आईएसएसएन: 2165-8056
Oliver Blechert, Ping Zhan
Background: Ribosomal DNA (rDNA), consisting of the 18S, 5.8S, 25S and 5S rRNA genes and noncoding functional elements in eukaryotes, is a region in the genome with very high activity with respect to transcription and genomic rearrangement. Due to its highly repetitive and complex structure, detailed sequence analyses are challenging and often neglected. In this study, a systematic survey of rDNA organization across the fungal kingdom was performed.
Methods: We analysed all fungal genome assemblies available at NCBI, in total 6779, by bioinformatic methods. For this, we developed a batch of Python scripts to process the data. For de-novo assembling of NGS data, we wrote the Ansi C program ‘YNGS’.
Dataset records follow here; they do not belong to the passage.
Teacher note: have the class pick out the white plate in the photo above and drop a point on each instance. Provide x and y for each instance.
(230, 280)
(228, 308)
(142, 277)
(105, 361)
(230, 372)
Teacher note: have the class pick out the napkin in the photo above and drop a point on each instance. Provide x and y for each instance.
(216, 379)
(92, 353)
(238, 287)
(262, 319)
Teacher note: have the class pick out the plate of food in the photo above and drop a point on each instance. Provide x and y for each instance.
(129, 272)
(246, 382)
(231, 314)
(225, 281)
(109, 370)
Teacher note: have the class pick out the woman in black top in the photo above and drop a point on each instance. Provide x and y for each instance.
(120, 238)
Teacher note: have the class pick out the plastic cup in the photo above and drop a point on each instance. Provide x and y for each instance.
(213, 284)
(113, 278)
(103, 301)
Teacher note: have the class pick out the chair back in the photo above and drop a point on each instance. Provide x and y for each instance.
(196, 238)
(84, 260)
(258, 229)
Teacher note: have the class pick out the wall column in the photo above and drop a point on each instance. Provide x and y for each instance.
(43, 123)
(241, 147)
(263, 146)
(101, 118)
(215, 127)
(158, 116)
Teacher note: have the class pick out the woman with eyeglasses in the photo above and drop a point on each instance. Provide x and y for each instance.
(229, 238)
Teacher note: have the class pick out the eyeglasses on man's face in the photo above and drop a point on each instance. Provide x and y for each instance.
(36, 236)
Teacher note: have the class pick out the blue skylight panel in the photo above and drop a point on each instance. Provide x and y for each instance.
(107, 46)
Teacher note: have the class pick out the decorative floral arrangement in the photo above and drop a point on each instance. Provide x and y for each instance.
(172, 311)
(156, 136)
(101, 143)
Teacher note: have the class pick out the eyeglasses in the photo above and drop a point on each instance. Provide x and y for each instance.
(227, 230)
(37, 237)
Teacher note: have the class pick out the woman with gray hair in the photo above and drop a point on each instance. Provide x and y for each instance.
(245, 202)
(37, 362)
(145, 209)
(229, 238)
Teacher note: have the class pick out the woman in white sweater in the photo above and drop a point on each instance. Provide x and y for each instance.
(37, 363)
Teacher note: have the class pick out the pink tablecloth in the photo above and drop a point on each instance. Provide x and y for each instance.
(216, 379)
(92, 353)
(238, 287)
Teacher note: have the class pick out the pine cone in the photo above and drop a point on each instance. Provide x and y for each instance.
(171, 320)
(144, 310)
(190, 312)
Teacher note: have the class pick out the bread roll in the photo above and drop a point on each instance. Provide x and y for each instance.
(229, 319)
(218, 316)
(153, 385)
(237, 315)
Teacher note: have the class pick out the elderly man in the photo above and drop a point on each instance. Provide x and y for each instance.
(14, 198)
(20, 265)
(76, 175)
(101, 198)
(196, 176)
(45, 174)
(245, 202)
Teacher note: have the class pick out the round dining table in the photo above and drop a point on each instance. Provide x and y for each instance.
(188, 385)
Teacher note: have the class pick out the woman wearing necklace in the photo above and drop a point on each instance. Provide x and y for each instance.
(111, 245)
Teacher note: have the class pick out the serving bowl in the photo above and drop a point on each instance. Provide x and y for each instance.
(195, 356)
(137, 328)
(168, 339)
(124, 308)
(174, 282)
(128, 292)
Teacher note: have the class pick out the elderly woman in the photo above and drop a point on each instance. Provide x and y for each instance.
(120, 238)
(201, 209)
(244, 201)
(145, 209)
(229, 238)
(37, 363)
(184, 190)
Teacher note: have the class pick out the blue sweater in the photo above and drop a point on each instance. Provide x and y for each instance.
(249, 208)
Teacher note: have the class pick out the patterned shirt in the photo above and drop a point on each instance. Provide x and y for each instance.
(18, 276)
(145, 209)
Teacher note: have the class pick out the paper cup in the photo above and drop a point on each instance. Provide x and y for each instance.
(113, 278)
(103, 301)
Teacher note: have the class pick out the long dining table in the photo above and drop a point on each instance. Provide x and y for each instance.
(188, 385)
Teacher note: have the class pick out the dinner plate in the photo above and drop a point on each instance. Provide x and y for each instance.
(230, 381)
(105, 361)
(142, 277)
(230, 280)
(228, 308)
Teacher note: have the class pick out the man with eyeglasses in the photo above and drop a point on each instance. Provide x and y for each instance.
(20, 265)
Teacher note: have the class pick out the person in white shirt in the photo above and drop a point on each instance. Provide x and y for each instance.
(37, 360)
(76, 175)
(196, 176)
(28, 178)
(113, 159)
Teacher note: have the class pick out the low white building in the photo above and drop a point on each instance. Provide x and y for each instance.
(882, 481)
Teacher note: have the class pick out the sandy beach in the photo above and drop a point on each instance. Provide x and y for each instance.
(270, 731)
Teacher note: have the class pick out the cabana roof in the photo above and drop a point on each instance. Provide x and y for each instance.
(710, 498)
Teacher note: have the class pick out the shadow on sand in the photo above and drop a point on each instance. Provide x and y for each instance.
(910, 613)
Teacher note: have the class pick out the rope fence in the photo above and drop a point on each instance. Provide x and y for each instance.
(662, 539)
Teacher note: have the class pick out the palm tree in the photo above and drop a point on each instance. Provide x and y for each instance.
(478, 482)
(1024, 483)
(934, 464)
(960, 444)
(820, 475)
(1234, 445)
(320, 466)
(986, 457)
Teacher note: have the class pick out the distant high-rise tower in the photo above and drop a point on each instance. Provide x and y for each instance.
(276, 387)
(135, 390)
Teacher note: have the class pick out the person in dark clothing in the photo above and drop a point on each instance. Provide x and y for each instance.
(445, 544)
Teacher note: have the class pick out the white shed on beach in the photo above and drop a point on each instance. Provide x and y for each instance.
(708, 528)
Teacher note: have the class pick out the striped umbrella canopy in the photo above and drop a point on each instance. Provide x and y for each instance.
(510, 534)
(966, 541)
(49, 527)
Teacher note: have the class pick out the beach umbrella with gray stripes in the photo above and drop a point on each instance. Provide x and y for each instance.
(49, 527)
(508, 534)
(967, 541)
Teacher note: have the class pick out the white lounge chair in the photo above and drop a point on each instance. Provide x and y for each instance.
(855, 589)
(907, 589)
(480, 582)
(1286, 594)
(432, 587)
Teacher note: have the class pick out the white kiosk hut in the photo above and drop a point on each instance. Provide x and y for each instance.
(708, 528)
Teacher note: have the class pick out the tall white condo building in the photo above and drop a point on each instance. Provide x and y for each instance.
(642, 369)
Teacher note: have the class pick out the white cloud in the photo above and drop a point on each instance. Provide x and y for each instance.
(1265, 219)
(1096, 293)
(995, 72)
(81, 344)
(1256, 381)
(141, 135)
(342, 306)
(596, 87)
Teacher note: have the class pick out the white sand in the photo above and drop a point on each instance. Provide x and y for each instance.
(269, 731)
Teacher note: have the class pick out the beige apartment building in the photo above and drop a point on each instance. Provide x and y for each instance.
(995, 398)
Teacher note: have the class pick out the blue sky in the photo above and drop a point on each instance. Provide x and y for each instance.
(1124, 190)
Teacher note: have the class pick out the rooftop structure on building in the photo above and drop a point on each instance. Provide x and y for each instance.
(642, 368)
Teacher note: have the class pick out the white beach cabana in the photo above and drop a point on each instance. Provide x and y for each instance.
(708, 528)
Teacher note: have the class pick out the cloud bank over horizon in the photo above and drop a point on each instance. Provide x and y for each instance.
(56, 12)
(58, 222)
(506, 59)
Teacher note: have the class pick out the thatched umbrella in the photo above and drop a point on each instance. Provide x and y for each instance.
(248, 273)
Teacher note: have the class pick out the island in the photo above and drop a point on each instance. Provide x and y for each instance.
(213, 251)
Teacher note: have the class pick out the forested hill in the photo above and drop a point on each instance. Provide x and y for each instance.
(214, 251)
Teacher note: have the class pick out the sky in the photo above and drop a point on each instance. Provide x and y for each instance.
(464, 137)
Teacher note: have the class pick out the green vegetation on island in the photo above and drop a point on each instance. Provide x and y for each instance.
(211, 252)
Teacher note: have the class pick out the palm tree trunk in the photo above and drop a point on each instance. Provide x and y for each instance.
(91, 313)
Results: Only 15% of the fungal genome assemblies at NCBI possessed the sequence of an entire rDNA unit. Most assemblies of the rDNA were incomplete and were interrupted in the internal spacer regions. Next, we analysed the rDNA organisation. Basidiomycota, with the exception of the Ustilaginomycetes, had 5S gene inserted in the rDNA units as well Blastocladiomycota, Chytridiomycota and Mucoromycota. Ascomycota, with the exception of Saccharomycetes, lacked 5S insertions in the rDNA units. Here, the 5S genes were scattered in the genome and tandem arrays of 5S genes were very uncommon. With the YNGS software, we assembeled 17 entier rDNA unities and calculated an amount of 25 to 161 rDNA repeated units per genome.
Conclusion: In contrast to the rDNA gene region, the internal spacer regions are still challenging to analyse, even in the NGS era. Transcriptional regulation, replication machinary and genome rearrengment elements are meeting together. Sophisticate regulations are necessary for a smooth flow.